## Imports

In [146]:
import torch
from torch import nn
from torch import Tensor
import torch.optim as optim
from tqdm import tqdm
import torchtext
import torchtext.data

torch.cuda.is_available()

True

In [147]:
from torchnlp.encoders.text import StaticTokenizerEncoder
import matplotlib.pyplot as plt
import numpy as np
from torch.utils.data import Dataset, DataLoader
import cv2
import os

In [148]:
device = torch.device("cuda" if torch.cuda.is_available() else "cpu")
print(f"Using device: {device}")

Using device: cuda


## Visualize the data

In [149]:
import matplotlib.pyplot as plt

def plot_history(train_acc_history, train_loss_history, val_acc_history, val_loss_history):
    epochs = range(1, len(train_loss_history) + 1)
    
    # Loss
    plt.figure(1)
    plt.plot(epochs, train_loss_history, 'b', label='Training loss (' + str(format(train_loss_history[-1], '.5f')) + ')')
    plt.plot(epochs, val_loss_history, 'g', label='Validation loss (' + str(format(val_loss_history[-1], '.5f')) + ')')
    
    plt.title('Loss')
    plt.xlabel('Epochs')
    plt.ylabel('Loss')
    plt.legend()
    
    # Accuracy
    plt.figure(2)
    plt.plot(epochs, train_acc_history, 'b', label='Training accuracy (' + str(format(train_acc_history[-1], '.5f')) + ')')
    plt.plot(epochs, val_acc_history, 'g', label='Validation accuracy (' + str(format(val_acc_history[-1], '.5f')) + ')')

    plt.title('Accuracy')
    plt.xlabel('Epochs')
    plt.ylabel('Accuracy')
    plt.legend()
    plt.show()


## Prepare data

### Files operations

In [150]:
def read_glove_file(path: str) -> dict[str, np.ndarray]:
    embeddings: dict = {}
    f = open(path, encoding ="utf8")
    for line in f:
        values = line.split()
        word = values[0]
        coefs = np.asarray(values[1:], dtype='float32')
        embeddings[word] = coefs
    f.close()

    print('Found %s word vectors.' % len(embeddings))

    return embeddings

In [151]:
def read_texts() -> tuple[list[str], list[int]]:
    imdb_dir = 'kaggle/Imdb/'
    train_dir = imdb_dir + 'train/'

    labels = []
    texts = []

    for label_type in ['neg', 'pos']:
        dir_name = train_dir + label_type
        for fname in os.listdir(dir_name):
            if fname[-4:] == '.txt':
                f = open(os.path.join(dir_name, fname), encoding ="utf8")
                texts.append(f.read())
                f.close()
                if label_type == 'neg':
                    labels.append(0)
                else:
                    labels.append(1)

    return texts, labels

In [152]:
embeddings = read_glove_file('kaggle/glove.6B/glove.6B.100d.txt')
texts, labels = read_texts()

Found 400000 word vectors.


### Data operations

In [153]:
def texts_to_sequences(texts: list[str], maxlen: int, max_words: int) -> tuple[torch.Tensor, dict[any, int]]:
    tokenizer = torchtext.data.utils.get_tokenizer(None)    
    filter_tokens = lambda x: [word for word in tokenizer(x) if word in embeddings]
    text_sequences = [filter_tokens(text) for text in texts]
    all_tokens_set = set()
    for seq in text_sequences:
        for token in seq:
            all_tokens_set.add(token)
    
    all_embedding_tokens = set(embeddings.keys())
    tokens = all_tokens_set.intersection(all_embedding_tokens)

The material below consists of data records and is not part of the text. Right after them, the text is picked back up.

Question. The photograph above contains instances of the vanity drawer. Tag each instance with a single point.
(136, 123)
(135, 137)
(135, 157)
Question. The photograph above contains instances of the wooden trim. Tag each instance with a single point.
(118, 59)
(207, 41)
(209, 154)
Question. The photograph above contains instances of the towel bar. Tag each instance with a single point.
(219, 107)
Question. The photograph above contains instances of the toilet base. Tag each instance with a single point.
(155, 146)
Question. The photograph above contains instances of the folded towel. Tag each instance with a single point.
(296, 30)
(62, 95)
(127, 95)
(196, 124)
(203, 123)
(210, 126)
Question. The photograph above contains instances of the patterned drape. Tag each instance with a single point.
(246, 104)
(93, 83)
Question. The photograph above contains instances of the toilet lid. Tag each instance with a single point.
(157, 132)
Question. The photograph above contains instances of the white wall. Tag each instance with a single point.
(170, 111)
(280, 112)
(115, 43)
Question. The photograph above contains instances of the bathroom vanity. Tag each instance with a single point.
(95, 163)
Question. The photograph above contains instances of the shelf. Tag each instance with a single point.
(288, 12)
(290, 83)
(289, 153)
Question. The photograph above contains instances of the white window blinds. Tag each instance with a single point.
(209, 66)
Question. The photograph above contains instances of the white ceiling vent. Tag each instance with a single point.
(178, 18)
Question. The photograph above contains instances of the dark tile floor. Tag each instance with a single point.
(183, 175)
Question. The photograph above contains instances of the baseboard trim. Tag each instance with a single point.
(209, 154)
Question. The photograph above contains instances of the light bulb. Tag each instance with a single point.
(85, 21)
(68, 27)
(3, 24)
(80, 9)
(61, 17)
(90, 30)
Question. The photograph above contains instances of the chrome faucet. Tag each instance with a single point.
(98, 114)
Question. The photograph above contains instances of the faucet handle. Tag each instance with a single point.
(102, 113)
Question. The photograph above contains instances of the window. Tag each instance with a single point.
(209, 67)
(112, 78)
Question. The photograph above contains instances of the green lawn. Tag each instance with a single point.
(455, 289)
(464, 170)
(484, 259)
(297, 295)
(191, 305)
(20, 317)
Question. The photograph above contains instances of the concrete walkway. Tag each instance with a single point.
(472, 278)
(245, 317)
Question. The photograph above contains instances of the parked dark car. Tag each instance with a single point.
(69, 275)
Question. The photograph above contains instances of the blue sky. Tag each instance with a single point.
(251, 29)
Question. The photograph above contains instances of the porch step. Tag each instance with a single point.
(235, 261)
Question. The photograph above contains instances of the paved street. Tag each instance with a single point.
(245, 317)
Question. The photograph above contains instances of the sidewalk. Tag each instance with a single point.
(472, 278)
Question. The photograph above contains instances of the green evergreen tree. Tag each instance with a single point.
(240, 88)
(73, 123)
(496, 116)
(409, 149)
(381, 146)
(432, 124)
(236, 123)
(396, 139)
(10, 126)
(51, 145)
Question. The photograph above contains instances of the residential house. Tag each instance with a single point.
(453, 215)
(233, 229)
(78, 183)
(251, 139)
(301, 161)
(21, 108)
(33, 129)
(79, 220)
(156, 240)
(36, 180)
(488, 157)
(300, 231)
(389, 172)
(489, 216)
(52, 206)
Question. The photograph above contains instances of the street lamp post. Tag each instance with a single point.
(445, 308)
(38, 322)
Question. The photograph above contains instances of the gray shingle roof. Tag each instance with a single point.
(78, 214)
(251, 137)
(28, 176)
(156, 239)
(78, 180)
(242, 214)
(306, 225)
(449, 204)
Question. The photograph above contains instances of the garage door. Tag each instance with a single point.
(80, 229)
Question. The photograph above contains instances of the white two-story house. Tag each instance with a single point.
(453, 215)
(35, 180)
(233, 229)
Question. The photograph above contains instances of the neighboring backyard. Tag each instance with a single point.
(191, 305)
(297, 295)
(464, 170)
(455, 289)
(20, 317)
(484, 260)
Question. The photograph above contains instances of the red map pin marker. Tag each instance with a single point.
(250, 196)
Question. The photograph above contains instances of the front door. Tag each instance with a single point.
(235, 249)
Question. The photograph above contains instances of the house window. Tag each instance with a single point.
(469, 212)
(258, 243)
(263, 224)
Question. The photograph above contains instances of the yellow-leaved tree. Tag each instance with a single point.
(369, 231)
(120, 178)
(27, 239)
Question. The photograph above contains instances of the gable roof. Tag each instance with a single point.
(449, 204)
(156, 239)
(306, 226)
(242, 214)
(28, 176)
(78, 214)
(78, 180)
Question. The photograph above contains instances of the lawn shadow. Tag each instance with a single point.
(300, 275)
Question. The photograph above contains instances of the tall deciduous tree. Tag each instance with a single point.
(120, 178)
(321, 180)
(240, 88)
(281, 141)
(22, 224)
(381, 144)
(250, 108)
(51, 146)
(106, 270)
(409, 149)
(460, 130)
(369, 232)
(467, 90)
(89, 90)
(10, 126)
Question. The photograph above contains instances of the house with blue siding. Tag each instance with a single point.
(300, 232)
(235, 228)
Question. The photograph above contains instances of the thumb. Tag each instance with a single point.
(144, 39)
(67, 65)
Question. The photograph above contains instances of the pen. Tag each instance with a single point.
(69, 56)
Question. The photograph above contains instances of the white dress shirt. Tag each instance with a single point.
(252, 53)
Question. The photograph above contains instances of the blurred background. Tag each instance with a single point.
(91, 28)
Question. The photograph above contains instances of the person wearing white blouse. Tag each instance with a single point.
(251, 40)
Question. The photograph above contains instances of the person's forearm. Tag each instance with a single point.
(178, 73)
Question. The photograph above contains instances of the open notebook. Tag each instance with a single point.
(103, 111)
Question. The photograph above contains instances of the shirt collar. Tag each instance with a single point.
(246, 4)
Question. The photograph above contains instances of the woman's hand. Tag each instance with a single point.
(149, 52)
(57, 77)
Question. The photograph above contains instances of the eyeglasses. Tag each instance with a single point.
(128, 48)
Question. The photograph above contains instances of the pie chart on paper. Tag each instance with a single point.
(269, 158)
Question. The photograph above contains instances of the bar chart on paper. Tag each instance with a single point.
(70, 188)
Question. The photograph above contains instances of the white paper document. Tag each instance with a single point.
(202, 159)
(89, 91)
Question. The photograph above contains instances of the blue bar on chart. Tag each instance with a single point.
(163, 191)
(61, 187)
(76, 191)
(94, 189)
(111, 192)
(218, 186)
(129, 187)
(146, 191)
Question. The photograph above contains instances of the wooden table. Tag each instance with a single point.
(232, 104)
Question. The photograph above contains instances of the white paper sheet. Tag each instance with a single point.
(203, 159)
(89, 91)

    word_index = {word: i + 1 for i, word in enumerate(tokens) if i + 1 < max_words}
    sequences = [[word_index[word] for word in text if word in word_index] for text in text_sequences]
    padded_sequences = torch.zeros(len(sequences), maxlen, dtype=torch.long)
    
    for i, seq in enumerate(sequences):
        if len(seq) > maxlen:
            seq = seq[:maxlen]
        else:
            seq = seq + [0] * (maxlen - len(seq))
        padded_sequences[i] = torch.tensor(seq)

    return padded_sequences, word_index
    

In [154]:
def get_embedding_matrix(max_words: int, embedding_index: dict[str, np.ndarray], word_index: dict[any, int]) -> np.ndarray:
    embedding_dimension = embedding_index.get('the').shape[0]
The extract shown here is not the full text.